Il pregio della mostra di Villa Ciani sulla Fiera Svizzera di Lugano è quello di andare oltre il semplice ricordo di un evento unico e importante legato ad un periodo travagliato come quello che va dal 1933 a 1953. Il visitatore, soffermandosi sull'uno o l'altro aspetto, può infatti percepire non solo il valore storico di una mostra frutto di una vera e propria ricerca pluridisciplinare, ma anche l'implicito confronto con lo scenario odierno.
Appare utile riflettere sui temi e i valori veicolati a quell'epoca dai simboli della cartellonistica o dalle proposte economiche, sociali e culturali della Fiera: dalla messa in valore della produzione locale, alla creatività di un associazionismo civico manifestato da spettacoli teatrali, musicali e folcloristici, ai fermenti innovativi nelle arti figurative e nell'architettura. Aspetti reali e immaginari che il pubblico d'allora, locale e confederato, accolse con grande favore.

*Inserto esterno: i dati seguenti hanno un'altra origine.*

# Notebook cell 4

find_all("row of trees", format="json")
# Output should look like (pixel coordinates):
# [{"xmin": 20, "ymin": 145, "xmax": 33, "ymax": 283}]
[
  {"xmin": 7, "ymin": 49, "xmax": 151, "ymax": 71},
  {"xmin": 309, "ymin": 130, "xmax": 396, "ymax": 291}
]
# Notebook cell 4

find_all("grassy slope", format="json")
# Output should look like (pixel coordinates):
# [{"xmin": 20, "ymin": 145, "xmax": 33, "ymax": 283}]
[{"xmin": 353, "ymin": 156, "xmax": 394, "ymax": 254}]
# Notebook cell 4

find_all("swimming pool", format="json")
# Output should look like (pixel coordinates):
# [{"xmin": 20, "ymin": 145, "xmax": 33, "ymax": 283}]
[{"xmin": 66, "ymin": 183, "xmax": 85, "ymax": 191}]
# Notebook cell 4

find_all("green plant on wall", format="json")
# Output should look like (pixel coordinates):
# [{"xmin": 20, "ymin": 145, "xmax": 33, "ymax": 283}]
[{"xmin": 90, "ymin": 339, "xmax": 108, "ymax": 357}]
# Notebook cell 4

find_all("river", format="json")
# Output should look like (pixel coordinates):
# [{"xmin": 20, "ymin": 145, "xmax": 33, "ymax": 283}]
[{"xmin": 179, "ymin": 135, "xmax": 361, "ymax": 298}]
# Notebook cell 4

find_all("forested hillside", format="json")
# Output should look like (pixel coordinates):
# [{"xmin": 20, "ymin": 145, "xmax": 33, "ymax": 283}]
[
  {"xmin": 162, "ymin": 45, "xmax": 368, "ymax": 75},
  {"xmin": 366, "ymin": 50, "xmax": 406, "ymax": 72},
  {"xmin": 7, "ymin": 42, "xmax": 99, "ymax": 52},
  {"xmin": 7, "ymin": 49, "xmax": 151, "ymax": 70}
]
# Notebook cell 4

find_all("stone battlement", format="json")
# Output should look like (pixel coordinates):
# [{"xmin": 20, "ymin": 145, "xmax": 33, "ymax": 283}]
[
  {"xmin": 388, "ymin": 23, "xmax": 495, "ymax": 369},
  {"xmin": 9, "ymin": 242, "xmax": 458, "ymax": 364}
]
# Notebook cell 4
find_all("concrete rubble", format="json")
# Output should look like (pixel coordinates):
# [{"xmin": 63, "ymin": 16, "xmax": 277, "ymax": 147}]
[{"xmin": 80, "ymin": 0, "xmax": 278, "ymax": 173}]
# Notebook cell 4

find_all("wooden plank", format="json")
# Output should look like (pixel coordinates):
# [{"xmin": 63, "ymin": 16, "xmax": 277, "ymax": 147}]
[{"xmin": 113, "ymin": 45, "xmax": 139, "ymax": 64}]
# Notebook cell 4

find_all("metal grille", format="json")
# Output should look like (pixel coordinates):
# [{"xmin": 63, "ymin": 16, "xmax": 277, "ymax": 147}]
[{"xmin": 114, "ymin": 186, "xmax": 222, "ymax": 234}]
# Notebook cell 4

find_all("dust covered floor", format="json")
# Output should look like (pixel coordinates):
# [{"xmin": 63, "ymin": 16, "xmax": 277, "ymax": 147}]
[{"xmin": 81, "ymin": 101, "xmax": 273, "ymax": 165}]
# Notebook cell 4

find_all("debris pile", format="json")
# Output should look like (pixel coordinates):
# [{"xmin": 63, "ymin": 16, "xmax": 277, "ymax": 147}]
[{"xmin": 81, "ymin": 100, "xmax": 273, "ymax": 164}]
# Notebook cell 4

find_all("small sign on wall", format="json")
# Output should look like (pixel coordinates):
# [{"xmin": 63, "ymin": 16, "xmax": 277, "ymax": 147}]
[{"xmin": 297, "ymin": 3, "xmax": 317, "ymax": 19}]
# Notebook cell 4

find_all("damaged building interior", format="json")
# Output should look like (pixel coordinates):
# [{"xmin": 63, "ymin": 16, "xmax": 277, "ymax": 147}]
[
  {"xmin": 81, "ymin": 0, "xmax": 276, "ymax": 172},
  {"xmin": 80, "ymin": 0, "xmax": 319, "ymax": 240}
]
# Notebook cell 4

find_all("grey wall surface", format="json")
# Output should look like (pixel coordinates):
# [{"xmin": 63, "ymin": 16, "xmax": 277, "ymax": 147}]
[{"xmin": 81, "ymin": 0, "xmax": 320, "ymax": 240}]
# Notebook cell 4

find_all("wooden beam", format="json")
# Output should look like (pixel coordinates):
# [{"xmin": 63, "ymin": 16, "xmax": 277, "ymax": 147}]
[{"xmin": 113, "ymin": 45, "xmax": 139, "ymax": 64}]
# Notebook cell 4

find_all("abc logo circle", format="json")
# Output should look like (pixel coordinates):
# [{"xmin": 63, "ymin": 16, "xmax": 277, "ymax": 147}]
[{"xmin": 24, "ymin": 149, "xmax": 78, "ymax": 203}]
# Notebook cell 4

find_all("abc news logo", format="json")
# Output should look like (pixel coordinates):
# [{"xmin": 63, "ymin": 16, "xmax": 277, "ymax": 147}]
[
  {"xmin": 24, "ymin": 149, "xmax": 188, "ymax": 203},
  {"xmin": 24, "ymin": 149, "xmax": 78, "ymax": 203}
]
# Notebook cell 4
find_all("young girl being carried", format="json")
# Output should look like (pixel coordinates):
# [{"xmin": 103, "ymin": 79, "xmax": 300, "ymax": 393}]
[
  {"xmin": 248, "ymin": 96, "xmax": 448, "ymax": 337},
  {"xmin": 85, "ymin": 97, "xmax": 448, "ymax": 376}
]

È proposta una tavola rotonda, introdotta da Remigio Ratti e Antonio Gili in cui riflettere sui valori, immagini e immaginario collettivo ipoteticamente pensabili o meno nello scenario della globalizzazione, dove il locale affronta direttamente il globale.
Abbiamo captato queste aspettative in occasione delle visite guidate e abbiamo chiesto ad alcuni degli accompagnatori - il musicologo Carlo Piccardi, il geografo Claudio Ferrata e lo storico e pubblicista Orazio Martinetti - di esprimere il proprio pensiero riguardo alla situazione odierna, confrontandosi positivamente con gli interrogativi del pubblico in sala; domande di chi pensa ad un Ticino e una Svizzera scossi nella propria territorialità, nella propria capacità di trovare un equilibrio interno/esterno di fronte ai mutamenti, in bilico tra arroccamenti patriottici, identità incerte, nuove frontiere e devastanti aperture.